46 On 22 June 2015, Dr Arnold arranged for a further MRI scan. It demonstrated the following:
“At L4/L5 a large postero-central annular fissure, and small, posterior disc protrusion, causing indentation of the anterior thecal sac, encroaching on the caudal aspect of right neural foramen and causing mild left foraminal stenosis;
At L5/S1 there is a small postero-central annular fissure and small posterior disc protrusion, indenting on the anterior thecal sac and encroaching on the caudal aspect of both neural foramen.
Multilevel mild facet joint degenerative changes are seen in the lumbar spine.”[39]
[39]PCB 123.2
47 Dr Arnold referred the plaintiff to a pain management course at Caulfield Rehabilitation Hospital in February 2016. It was an eight week course.[40] She continues to have hydrotherapy there twice a week. She also has physiotherapy twice a week.[41]
[40]PCB 24
[41]PCB 25
48 Dr Arnold continues to see the plaintiff on a regular basis. He currently prescribes Endone, at 5 mg, twice per day and OxyContin, at 15 mg, twice per day. Her OxyContin dose increased in February 2016, from a previous level of 10 mg, twice per day.[42]
[42]T23, L9-17
49 The plaintiff claims she suffers constant lower back pain. She said she frequently gets a stabbing pain during the day, and this is associated with pain into her left buttock and left leg. She uses a heat pack to alleviate her back pain and can have up to three hot showers a day, as that also helps with her pain.

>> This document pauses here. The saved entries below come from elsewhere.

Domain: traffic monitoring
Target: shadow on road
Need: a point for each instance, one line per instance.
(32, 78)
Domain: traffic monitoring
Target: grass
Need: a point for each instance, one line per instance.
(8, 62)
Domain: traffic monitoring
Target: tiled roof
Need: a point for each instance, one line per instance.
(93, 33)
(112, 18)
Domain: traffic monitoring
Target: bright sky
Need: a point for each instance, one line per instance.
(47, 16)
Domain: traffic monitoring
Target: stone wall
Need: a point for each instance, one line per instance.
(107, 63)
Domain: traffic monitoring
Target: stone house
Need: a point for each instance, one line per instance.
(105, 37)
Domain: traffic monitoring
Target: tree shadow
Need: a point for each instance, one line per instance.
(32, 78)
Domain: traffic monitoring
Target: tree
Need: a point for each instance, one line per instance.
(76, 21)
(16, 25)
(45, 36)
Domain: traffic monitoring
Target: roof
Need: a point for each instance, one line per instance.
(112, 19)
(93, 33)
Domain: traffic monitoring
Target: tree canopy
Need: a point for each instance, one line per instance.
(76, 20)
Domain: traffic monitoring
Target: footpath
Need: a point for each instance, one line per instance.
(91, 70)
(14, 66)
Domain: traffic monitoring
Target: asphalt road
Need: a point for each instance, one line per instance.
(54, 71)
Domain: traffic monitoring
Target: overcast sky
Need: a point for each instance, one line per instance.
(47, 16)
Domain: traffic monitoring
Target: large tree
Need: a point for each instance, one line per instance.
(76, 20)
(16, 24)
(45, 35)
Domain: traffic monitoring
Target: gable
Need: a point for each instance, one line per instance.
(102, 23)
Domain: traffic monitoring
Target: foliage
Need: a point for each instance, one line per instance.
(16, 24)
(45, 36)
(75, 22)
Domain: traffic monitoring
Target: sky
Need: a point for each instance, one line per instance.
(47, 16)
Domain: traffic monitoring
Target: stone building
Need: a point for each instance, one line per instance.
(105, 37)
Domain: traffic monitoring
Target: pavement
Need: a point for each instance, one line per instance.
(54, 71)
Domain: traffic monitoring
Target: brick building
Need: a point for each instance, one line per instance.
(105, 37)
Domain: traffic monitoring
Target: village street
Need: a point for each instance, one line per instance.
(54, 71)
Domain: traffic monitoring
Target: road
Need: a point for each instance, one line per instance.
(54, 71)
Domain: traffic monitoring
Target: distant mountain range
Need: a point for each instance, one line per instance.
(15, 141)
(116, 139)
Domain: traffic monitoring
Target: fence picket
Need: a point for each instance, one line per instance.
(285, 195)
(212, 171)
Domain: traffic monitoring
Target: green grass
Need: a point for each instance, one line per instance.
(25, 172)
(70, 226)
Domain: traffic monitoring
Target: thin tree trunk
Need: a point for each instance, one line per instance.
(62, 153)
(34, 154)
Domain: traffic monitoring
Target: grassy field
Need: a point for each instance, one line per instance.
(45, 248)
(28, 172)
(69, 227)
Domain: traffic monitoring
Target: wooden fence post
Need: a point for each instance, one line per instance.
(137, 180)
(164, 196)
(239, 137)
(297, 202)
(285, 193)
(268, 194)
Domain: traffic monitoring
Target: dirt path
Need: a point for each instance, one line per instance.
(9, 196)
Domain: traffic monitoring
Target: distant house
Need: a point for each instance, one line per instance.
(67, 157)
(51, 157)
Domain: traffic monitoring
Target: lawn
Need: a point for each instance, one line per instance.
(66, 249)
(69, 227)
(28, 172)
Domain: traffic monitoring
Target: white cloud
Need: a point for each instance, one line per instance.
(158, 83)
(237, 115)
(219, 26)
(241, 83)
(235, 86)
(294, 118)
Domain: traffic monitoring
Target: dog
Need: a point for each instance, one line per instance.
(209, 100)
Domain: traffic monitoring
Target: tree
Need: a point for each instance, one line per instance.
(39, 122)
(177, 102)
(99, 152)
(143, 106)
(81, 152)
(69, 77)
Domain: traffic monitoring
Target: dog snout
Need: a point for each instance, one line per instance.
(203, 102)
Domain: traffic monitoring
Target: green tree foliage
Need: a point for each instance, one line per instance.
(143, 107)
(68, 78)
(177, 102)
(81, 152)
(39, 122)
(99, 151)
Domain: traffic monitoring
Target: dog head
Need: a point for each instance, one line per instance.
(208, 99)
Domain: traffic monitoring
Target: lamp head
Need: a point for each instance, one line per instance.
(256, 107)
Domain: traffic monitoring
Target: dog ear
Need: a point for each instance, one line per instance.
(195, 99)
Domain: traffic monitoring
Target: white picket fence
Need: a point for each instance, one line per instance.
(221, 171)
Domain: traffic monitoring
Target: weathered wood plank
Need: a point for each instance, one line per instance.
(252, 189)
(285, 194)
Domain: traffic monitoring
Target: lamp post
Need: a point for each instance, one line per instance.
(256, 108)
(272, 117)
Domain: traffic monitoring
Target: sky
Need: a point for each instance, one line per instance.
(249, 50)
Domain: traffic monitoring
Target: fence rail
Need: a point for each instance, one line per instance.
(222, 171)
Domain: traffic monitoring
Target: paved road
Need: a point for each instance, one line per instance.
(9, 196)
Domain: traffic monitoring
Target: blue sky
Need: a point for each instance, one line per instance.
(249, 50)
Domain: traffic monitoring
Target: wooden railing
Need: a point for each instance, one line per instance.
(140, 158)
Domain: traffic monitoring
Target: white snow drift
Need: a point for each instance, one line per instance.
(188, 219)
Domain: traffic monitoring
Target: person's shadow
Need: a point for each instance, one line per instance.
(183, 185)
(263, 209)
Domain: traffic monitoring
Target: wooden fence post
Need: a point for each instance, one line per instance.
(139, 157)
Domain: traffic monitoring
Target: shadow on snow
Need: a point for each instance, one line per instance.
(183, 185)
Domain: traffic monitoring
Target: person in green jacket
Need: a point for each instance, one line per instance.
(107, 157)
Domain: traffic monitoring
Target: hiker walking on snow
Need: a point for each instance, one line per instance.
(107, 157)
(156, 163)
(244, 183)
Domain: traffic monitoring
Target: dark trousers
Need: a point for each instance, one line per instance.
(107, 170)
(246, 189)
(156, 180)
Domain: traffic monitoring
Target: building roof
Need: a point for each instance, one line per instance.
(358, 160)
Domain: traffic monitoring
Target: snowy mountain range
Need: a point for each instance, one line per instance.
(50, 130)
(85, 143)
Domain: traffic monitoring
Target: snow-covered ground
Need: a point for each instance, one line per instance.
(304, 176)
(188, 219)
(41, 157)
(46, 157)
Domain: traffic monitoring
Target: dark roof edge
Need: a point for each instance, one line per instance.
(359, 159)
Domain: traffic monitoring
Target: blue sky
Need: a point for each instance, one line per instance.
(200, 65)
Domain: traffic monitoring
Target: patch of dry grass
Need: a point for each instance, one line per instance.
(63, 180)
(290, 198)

50 The plaintiff claims that as a consequence of her lower back injury, she has stopped doing many of the recreational activities she previously enjoyed. She is no longer able to go rollerblading, skateboarding, snow skiing, water skiing, and dirt bike riding and she does not play tennis or golf. Until recently she was still able to cycle, but following a recent flare-up she has not done this for several months.
51 She said her sleep is interfered with.[43]
[43]PCB 19
52 She is limited in her capacity to sit, and suffers increased pain after sitting for 10 to 15 minutes. She avoids long distance driving.
53 She is also limited in her capacity to stand, and she uses a walking stick.[44]
[44]PCB 26
54 She takes Oxycontin, Endone and Lyrica on a daily basis. At times she also takes Arcoxia.[45] She feels the medication affects her concentration.
[45]PCB 26
55 I accept the plaintiff as a reliable witness. She gave straightforward answers, without exaggeration. There was no attack on the plaintiff’s credit, and Mr Angenent’s cross-examination of her was limited to her past history of back problems, and her capacity for suitable employment. I have no hesitation in accepting her evidence in its entirety.
Medico-legal evidence
56 The plaintiff’s solicitors arranged for her to be examined by vascular physician, Dr Peter Blomberry, in November 2015. He obtained the history of the initial back pain in 1996, and the flare-up in 2000. He then noted that from 2001 to 2005, she had no major problems with her back. She suffered increased pain after carrying heavy boxes or going on long drives. By 2011 she began to develop increasing back pain, as well as left hip and left leg pain, with some numbness in the left foot after long walks.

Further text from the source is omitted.